A reproduction of the 1720 Jochem Hasebroek Cross-staff
A full description of the reproduction 1720 Jochem Hasebroek cross-staff illustrated above, together with many other navigational instruments of historical interest, can be found at the website of Nicolàs de Hilster (http://www.dehilster.info). The website features a number of reproductions created by him, together with some very useful background information. The cross-staff gets its name from its cruciform appearance (it may also be occasionally referred to as a Jacob's staff or Jacob staff, although this name is also sometimes used to refer to other types of apparatus, so we will stick with the name cross-staff).
The cross-staff as we know it today was first described the Jewish mathematician Levi ben Gerson of Provence, France (1288-1344), although its invention is credited by some sources to Jewish astronomer and physician Jacob ben Makir ibn Tibbon (1236-1312) who also lived in Provence during the same period. The instrument has been variously used for astronomical observations, for surveying, and for navigation. It can be used to measure the angular height of an object relative to the user, or to measure the angular distance between two objects in the night sky.

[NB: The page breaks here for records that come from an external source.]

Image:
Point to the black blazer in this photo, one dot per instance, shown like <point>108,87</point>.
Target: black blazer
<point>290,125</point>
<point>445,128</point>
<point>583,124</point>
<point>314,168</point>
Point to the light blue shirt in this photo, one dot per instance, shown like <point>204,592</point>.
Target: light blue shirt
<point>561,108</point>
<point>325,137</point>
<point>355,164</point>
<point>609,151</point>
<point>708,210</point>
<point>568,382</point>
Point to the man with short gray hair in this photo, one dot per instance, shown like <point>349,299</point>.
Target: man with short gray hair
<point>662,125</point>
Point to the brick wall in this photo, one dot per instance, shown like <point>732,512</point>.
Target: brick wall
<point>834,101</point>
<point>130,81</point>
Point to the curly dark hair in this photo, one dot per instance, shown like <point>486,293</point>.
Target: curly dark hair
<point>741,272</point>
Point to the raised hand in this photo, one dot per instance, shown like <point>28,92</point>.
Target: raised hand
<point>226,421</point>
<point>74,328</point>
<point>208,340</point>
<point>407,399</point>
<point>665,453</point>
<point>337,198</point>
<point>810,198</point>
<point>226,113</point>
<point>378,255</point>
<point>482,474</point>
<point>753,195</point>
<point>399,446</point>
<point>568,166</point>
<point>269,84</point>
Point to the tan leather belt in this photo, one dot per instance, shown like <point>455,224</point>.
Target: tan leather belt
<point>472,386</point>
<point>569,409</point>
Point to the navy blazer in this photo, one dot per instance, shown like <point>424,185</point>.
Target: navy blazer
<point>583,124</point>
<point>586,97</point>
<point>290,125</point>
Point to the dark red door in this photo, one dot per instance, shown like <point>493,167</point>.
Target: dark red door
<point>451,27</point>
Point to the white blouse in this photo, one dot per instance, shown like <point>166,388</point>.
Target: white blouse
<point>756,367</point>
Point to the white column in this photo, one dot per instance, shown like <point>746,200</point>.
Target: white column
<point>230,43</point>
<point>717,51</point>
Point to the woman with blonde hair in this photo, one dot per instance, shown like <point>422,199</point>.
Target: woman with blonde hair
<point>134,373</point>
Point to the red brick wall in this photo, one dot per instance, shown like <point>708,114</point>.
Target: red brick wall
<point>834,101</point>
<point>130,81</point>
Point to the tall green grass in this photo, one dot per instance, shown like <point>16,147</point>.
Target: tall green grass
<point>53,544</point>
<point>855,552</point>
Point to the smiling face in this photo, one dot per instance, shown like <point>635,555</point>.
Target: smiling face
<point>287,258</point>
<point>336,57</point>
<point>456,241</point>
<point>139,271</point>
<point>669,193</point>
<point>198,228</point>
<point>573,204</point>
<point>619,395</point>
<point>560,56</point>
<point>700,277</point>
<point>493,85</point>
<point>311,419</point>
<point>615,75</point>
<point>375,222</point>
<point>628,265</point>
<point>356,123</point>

The use of the cross-staff for navigation is believed to have first been suggested in 1514 by the German mathematician Johannes Werner (1468-1522). It was typically used to measure the elevation of the Sun at mid-day in order to find the current latitude of the observer. Each vane (or cross-piece) is used to measure a different range of angles. The user holds one end of the cross-staff close to one cheek in order to sight along its length, and slides the vane along the main staff until its lower edge lines up with the horizon and its upper edge lines up with the Sun. The vane is then held in place and lowered so that its position in relation to the markings on the main staff can be read. The reading gives the altitude (usually in degrees) of the Sun above the horizon.
A cross-staff in use (image credit: Canadian Museum of History)
In some ways, the cross-staff was ideal for use at sea as a navigational instrument. It was light, portable and relatively simple to make. On the other hand, it did suffer from some limitations. The instrument relied on the ability of the observer to accurately line up two different points simultaneously. However, the human eye is not actually capable of focusing on two different points at the same time, which meant that there was always the possibility of errors being made, particularly if the user was inexperienced. The margin of error is usually relatively small if the angle being measured is greater than or equal to twenty degrees (20°) and less than or equal to sixty degrees (60°). The further the angle falls outside this range, the greater the likelihood of error.
There was also the small matter of having to look directly into the Sun whilst measuring its altitude - never a particularly good idea, although the use of smoked glass provided a partial solution. The problem of having to look directly into the sun was eventually solved by the introduction of an instrument called the back-staff. This instrument measured the altitude of the Sun by allowing it to cast the shadow of a vane (called the shadow vane) onto another vane (the horizon vane) mounted at the front of the instrument. The user stood with their back to the Sun, and sighted the horizon through slits in the sighting vane (mounted at the rear of the instrument) and the horizon vane. The shadow vane would be moved along the forward arc until its shadow fell on the horizon vane, and its position on the arc then recorded. Easier to use than the cross-staff (although according to some sources less accurate), the back-staff gradually became more widely used. Eventually, both instruments would be superseded by the octant.
An 18th century back-staff (image credit: National Museum of American History)
The back-staff illustrated above is typical of those that had evolved by the mid-seventeenth century from the instrument originally designed by English navigator and explorer Captain John Davis (1550-1605) in 1594. The version designed by Davis, which became known as the Davis Quadrant, was a significant improvement on existing versions of the back-staff. It also overcame some of the shortcomings of other navigational instruments in use at the time, including the cross-staff, astrolabe and quadrant.